Canada's Sidney Crosby celebrates his game winning goal during overtime period men's ice hockey gold medal final at the 2010 Winter Olympic Games in Vancouver, Sunday, Feb. 28, 2010. Canadians may be going through a bout of Stanley Cup fever, but it's unlikely many of them have sought care at hospital emergency departments during the key games.At least that was the case during the men's gold-medal hockey game during last year's Olympics, when the number of patients seeking urgent treatment at Ontario hospitals plummeted dramatically while Canada battled the U.S. for the glittering prize. THE CANADIAN PRESS/Paul Chiasson
TORONTO - Canadians may be going through a bout of Stanley Cup fever, but it's unlikely many of them have sought care at hospital emergency departments during the key games.
At least that was the case during the men's gold-medal hockey game during last year's Olympics, when the number of patients seeking urgent treatment at Ontario hospitals plummeted dramatically while Canada battled the U.S. for the glittering prize.
During the broadcast of that iconic event—which drew 16.6 million viewers, the largest TV audience for a single event in Canadian history—there was a 15 to 20 per cent drop in patient visits to Ontario ERs, researchers say.
A study of all 170 emergency departments in the province found that on average, there were 136 fewer patients per hour seeking medical attention during airing of the do-or-die match-up at the Vancouver Games.
"It's about 3,000 kilometres away from the venue, so it's not a reflection of a disruption in local services, nor is it just some fluke at one or two hospitals ... (it was) every single emergency department in Ontario," said principal investigator Dr. Donald Redelmeier, an internal medicine specialist working the ER at Sunnybrook Health Sciences Centre that day.
"I was actually working in the hospital on Sunday, Feb. 28, 2010," Redelmeier said in an interview. "And I really noticed at the time that there were just fewer patients around. It didn't empty out. There was just a marginal reduction in patients at Sunnybrook that led to a substantial improvement in patient flow."

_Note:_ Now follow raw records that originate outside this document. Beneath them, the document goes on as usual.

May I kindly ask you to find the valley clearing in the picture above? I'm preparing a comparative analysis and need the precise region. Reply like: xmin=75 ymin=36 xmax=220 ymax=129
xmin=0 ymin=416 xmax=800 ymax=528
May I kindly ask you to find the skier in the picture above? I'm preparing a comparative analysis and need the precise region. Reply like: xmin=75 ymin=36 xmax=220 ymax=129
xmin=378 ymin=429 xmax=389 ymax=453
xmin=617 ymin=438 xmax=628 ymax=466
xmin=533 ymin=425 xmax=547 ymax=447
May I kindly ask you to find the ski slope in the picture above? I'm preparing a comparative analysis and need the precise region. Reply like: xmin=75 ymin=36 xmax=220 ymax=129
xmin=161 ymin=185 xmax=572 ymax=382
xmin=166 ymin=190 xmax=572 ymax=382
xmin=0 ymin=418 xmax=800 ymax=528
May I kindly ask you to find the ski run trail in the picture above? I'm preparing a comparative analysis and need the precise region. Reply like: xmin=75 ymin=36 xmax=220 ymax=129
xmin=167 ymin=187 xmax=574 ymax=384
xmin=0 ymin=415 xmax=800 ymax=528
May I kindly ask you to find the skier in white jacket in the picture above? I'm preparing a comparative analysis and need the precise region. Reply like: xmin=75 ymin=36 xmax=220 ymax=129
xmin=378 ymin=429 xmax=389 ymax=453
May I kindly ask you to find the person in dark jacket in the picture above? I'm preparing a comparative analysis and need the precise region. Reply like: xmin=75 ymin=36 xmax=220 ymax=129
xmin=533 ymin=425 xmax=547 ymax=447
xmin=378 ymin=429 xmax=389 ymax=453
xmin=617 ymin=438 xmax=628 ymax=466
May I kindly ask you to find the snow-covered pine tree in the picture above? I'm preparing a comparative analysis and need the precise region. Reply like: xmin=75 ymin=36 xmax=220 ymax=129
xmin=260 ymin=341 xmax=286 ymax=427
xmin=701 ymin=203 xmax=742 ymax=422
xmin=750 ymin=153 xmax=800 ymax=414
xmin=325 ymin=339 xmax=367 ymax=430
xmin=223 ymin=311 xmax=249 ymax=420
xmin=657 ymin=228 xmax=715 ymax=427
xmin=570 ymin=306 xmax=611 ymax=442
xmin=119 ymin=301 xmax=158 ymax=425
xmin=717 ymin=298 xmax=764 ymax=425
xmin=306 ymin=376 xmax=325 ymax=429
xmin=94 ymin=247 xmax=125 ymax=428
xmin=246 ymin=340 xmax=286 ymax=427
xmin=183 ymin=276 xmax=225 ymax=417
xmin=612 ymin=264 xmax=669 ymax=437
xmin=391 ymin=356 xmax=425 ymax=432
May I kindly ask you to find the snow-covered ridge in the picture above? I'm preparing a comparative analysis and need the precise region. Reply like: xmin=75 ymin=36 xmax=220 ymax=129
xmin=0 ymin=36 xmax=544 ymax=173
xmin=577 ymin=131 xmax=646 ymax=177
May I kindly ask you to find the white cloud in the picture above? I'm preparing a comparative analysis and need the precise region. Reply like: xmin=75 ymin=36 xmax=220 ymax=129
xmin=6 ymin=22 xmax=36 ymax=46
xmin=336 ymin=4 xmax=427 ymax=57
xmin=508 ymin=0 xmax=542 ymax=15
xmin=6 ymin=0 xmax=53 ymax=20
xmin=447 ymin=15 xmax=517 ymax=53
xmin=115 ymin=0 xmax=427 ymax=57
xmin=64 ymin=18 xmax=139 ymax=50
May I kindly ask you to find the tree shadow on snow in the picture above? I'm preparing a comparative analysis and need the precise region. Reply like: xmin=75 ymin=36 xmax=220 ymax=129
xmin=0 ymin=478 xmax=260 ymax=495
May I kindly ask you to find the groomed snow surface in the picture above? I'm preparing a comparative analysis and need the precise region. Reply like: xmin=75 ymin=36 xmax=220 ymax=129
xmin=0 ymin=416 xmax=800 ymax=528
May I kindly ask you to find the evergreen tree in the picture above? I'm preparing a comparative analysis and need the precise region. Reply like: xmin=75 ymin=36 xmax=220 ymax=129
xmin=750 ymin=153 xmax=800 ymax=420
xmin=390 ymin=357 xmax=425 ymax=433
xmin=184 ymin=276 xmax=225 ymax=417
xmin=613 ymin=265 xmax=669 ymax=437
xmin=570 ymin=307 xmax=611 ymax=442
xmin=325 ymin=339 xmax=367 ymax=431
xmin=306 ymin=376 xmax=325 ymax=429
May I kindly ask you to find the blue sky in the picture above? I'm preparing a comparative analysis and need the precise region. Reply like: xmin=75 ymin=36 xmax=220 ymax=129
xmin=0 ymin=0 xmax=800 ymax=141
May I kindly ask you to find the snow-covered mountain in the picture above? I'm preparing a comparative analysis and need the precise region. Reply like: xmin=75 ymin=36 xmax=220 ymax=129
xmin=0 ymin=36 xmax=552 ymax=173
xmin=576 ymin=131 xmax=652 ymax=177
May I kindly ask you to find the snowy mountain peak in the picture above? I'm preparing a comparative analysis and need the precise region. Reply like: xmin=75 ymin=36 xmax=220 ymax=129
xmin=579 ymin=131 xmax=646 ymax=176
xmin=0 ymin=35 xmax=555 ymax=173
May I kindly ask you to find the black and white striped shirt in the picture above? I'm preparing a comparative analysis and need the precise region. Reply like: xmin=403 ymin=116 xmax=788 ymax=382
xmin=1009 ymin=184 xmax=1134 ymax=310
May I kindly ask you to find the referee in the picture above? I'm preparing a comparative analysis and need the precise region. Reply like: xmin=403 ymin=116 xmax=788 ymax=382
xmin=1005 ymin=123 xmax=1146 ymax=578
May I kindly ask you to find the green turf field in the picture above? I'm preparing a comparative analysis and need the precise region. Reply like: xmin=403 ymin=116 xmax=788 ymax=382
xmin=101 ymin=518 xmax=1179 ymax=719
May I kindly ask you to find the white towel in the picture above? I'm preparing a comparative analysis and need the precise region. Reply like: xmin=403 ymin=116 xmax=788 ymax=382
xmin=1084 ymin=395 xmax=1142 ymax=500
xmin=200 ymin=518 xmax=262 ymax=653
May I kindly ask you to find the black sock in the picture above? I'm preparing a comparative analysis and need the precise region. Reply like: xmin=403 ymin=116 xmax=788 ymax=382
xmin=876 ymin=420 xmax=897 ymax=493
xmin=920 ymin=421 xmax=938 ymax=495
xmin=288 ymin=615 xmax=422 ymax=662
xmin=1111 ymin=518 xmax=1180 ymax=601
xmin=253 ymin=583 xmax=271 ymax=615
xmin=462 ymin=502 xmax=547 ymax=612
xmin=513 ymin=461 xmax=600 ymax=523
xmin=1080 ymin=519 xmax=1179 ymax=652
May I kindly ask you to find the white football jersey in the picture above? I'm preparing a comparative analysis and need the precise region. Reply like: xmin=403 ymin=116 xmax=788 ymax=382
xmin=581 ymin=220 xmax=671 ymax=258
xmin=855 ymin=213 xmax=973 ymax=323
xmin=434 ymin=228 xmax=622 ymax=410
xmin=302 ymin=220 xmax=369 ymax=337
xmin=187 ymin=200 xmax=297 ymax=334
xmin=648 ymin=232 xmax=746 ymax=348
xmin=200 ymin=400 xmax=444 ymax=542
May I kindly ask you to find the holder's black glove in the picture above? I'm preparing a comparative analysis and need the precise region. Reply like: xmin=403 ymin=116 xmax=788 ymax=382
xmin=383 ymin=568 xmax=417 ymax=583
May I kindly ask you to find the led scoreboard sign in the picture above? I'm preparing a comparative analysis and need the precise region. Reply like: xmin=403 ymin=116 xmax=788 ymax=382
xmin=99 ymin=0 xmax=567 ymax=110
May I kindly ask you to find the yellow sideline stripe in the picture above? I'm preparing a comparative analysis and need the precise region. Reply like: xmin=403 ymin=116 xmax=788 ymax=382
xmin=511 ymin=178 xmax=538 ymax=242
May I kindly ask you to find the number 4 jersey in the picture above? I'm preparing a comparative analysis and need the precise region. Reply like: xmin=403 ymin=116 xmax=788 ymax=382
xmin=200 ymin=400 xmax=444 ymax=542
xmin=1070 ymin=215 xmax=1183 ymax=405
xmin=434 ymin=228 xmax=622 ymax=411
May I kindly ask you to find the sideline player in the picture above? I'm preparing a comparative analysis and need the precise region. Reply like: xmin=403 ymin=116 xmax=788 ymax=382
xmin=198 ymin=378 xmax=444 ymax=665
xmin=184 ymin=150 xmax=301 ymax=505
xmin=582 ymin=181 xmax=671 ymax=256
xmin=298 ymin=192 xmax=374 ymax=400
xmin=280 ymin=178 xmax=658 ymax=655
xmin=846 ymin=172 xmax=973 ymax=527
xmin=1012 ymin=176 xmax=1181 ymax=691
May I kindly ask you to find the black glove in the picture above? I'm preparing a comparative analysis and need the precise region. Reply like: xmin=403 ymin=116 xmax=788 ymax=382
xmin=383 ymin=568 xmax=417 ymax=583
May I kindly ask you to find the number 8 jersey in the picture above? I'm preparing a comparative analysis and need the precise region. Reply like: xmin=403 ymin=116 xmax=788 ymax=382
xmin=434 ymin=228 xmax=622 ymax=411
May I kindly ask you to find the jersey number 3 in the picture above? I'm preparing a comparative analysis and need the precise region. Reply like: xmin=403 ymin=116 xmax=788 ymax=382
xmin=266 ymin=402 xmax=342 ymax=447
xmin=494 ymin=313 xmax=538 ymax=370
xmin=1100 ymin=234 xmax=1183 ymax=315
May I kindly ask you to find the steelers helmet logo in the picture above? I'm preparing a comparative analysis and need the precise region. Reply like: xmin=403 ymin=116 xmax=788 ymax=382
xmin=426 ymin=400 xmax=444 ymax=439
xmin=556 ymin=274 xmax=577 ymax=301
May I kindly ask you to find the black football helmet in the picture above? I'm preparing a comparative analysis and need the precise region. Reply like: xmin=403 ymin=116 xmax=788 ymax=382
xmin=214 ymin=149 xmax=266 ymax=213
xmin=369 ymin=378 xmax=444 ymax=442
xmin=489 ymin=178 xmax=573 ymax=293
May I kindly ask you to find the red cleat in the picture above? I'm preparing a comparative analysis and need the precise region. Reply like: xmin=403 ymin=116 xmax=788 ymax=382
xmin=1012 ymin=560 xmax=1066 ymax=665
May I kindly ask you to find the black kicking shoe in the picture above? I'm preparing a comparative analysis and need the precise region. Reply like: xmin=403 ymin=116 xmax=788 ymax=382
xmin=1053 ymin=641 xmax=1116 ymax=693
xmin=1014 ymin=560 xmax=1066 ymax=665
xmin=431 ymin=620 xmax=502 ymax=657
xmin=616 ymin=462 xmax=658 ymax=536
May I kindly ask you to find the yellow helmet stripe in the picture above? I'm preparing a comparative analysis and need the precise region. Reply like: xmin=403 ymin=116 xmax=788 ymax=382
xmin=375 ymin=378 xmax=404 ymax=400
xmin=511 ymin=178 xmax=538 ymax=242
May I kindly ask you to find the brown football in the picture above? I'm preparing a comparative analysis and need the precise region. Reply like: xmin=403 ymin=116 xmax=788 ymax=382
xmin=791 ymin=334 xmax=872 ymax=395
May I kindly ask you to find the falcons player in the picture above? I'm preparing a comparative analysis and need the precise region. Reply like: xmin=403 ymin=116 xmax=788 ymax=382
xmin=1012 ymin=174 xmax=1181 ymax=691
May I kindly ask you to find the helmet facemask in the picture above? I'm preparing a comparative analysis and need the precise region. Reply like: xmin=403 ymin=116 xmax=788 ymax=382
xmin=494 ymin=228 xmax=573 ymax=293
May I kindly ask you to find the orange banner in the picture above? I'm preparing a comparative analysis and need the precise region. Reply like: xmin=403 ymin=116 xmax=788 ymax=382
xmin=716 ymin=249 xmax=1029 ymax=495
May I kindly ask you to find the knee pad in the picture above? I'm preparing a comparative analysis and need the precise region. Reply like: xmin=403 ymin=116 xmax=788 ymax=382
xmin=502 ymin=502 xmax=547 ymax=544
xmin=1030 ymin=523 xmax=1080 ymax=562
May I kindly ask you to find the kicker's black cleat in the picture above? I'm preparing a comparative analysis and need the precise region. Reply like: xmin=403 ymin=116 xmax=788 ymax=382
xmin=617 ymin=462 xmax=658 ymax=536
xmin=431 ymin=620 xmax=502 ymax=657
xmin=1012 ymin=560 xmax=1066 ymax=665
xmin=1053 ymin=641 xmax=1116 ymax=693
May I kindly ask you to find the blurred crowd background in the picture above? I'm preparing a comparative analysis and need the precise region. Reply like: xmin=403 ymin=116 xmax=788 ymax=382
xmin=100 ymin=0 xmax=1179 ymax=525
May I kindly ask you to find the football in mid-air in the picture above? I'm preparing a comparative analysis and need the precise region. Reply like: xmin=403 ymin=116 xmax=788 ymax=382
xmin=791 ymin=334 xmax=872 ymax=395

Research by Redelmeier and a colleague, published Monday in the online journal Open Medicine, discovered that the Toronto hospital was not an anomaly.
The study shows that while the greatest declines were among middle-class, middle-aged men, there were noticeable drops in the typical numbers of teenagers, young adults and older people, women as well as men, from all socioeconomic levels, and at small community hospitals and large university-affiliated urban institutions.
While the percentage of people looking for help with gastrointestinal disorders, joint pain or traumatic injuries was reduced, the number of patients with heart attacks and other heart-related emergencies was higher than usual, Redelmeier said.
"That's the one exception we found," he said. "They went up and there could be a couple of explanations. First is just the raw excitement of the game being too much and precipitating a heart attack or that people get sloppy about their medications—they're so wrapped up in the game that they forget to take their afternoon dose—or there's so much alcohol and other lifestyle indiscretions, so that that tips them over."
Redelmeier said the study is not so much about what happens during a single event like the Olympics or a Stanley Cup playoff game, but what occurs on the other 364 days of the year.
Often emergency department overcrowding and excessive hospital expenditures are blamed on physicians, administrators or antiquated computer systems, he said. "Our study suggests instead that one other large contributor can be patient preferences.
"When there is a major broadcast on television, some patients have an increased reluctance to seek care," he said, adding that someone engaged in watching a critical game may be distracted from arthritis pain or willing to ride out abdominal upsets that otherwise might have sent them seeking attention at the ER.
"There is the other option, though, of a decreased need to seek care, specifically if you're sitting on a couch watching television. It means you're not outside playing football and breaking your arm or spraining your ankle."
What was most surprising, Redelmeier said of the study findings, was that no upsurge in typical patient numbers occurred in the hours before or after the gold-medal game broadcast, nor in the days following.
"So for all practical purposes, these emergencies disappeared."
Dr. Eric Grafstein, head of emergency medicine at St. Paul's Hospital in Vancouver, said the patient fall-off effect during big events is widely recognized by doctors, nurses and others working in emergency departments.
"I think that it was slightly quieter during the games in the department and that things picked up afterwards," Grafstein said, referring to the Vancouver Canucks' playoff match-ups. "I know it's been busier after some of the key games, especially the key games on the weekend and the games where there was a victory."
Post-game ER visits were likely related to injuries or illness among local fans taking part in alcohol-fuelled celebrations in the streets.
Redelmeier stressed that people who need urgent care should not hesitate to go to their hospital emergency departments.
But he said the size of the drop in patient numbers seen in the study suggests that an estimated one in six ER visits are actually a product of patient choice.
"I think our results would extend to any broadcast where there is a large television viewing audience, such as the Olympics, such as the NBA basketball, such as potentially the World Cup of soccer, because patient preferences are a universal feature."